Speaking of social anxiety. I don't want to re-open the whole Scott Aaronson debacle either but since you mentioned him I'd like to point out that he actually went to a physician to request castration as a solution to his social anxiety issues so we are talking about an exceptionally disturbed individual who attempted a full-on sexual suicide. The vast majority of people - men and women both - are not looking to "kill" themselves so I think it's superfluous to bring him into this discussion. I don't mean that as a jab, I just mean that it is unhelpful to mentally lump yourself in with someone like SA.
Solid advice, and I like your point about SA--his experience was extreme enough that I wouldn't be surprised if it's totally unique, and yet everyone wants to have a debate as if his is typical or representative.
Sometimes the girl will feel good and confident the whole day after receiving a compliment, as long as it is in a polite and respectful way, even when they ignore it or roll their eyes to it...anyway it's a delicate matter.

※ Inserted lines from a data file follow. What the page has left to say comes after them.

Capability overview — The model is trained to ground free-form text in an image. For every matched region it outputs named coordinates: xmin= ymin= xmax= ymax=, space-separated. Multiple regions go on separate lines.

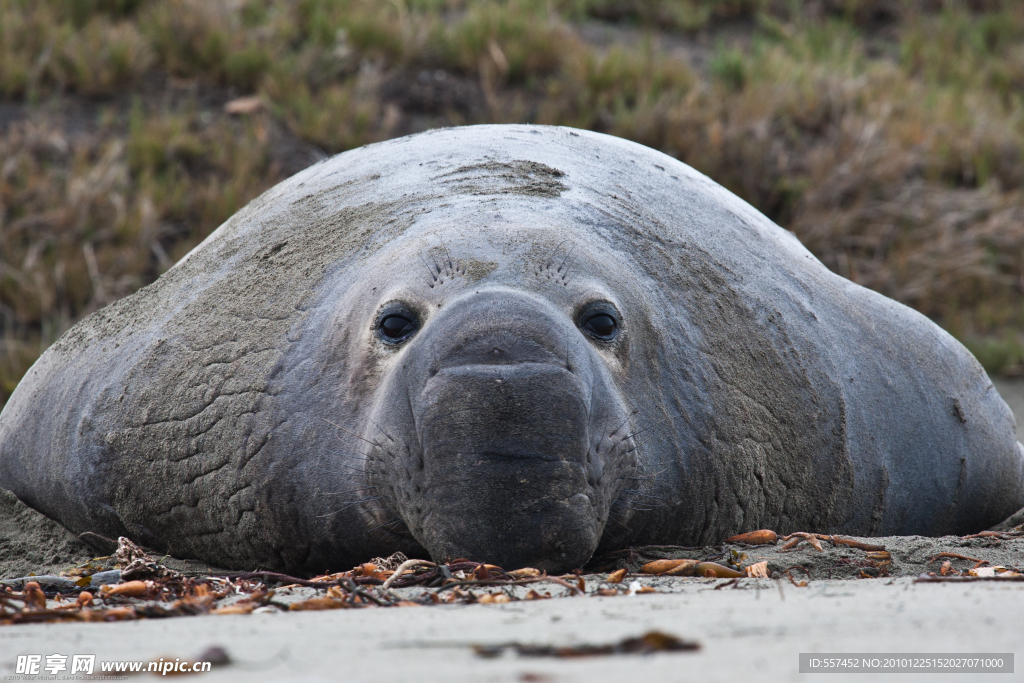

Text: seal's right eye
xmin=378 ymin=313 xmax=416 ymax=343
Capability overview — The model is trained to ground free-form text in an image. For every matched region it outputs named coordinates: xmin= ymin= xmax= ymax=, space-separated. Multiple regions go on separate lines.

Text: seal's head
xmin=315 ymin=202 xmax=637 ymax=570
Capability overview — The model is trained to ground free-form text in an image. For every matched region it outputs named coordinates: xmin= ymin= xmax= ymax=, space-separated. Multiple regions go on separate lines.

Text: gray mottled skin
xmin=0 ymin=126 xmax=1024 ymax=572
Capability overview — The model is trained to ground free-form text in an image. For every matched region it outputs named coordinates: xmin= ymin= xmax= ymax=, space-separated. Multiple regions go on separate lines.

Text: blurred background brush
xmin=0 ymin=0 xmax=1024 ymax=407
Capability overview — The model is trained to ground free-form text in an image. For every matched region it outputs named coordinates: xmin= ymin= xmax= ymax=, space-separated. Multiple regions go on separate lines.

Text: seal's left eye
xmin=583 ymin=313 xmax=617 ymax=340
xmin=378 ymin=314 xmax=416 ymax=342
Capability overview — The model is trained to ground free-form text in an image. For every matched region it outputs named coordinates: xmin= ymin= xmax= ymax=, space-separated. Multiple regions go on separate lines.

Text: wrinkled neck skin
xmin=296 ymin=214 xmax=652 ymax=570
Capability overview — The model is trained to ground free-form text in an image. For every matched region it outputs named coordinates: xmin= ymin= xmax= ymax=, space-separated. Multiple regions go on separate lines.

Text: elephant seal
xmin=0 ymin=126 xmax=1024 ymax=572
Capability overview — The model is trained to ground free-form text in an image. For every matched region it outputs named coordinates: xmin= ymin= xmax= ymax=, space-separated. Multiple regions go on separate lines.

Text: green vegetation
xmin=0 ymin=0 xmax=1024 ymax=405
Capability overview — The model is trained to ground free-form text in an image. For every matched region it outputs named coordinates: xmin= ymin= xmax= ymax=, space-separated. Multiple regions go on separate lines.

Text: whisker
xmin=316 ymin=496 xmax=384 ymax=519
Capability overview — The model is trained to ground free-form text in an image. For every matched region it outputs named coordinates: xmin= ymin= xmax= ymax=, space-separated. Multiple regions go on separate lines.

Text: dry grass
xmin=0 ymin=0 xmax=1024 ymax=405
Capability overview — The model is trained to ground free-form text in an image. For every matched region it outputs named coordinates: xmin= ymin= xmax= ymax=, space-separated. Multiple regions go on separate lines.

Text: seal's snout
xmin=368 ymin=291 xmax=606 ymax=570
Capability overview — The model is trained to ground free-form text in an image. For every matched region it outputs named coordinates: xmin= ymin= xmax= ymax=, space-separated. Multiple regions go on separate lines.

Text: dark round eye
xmin=378 ymin=314 xmax=416 ymax=342
xmin=583 ymin=313 xmax=617 ymax=340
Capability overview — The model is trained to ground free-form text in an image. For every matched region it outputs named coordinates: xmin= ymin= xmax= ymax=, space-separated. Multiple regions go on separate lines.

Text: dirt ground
xmin=0 ymin=579 xmax=1024 ymax=683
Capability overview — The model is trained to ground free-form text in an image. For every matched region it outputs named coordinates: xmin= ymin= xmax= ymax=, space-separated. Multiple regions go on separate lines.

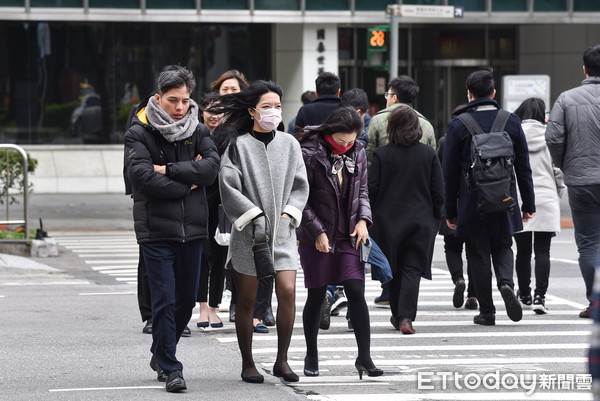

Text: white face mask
xmin=256 ymin=108 xmax=282 ymax=131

Yes, the exercise anecdotally served the purpose of improving his confidence. But no, your assumption that he would be unable to ask for a number he really wanted is unfounded and has nothing to do with your false analogy.
Also, asking for something you're not emotionally invested in has little bearing to asking for something you're emotionally invested in. As an example: Asking someone you only just met for their number bears little resemblance to asking a someone you really like to go for coffee or dinner with you... when you're emotionally invested, rejection stings.
The analogy would be to throw the ball, but not look if he missed it or not. It's like practicing free throws by blindly throwing ball to basket's general direction and not knowing of outcome.
If someone is completely terrified of even attempting a free throw, then there's no sense in worrying whether they sink the shot. Until that terror is overcome, the fact that they try at all is a success.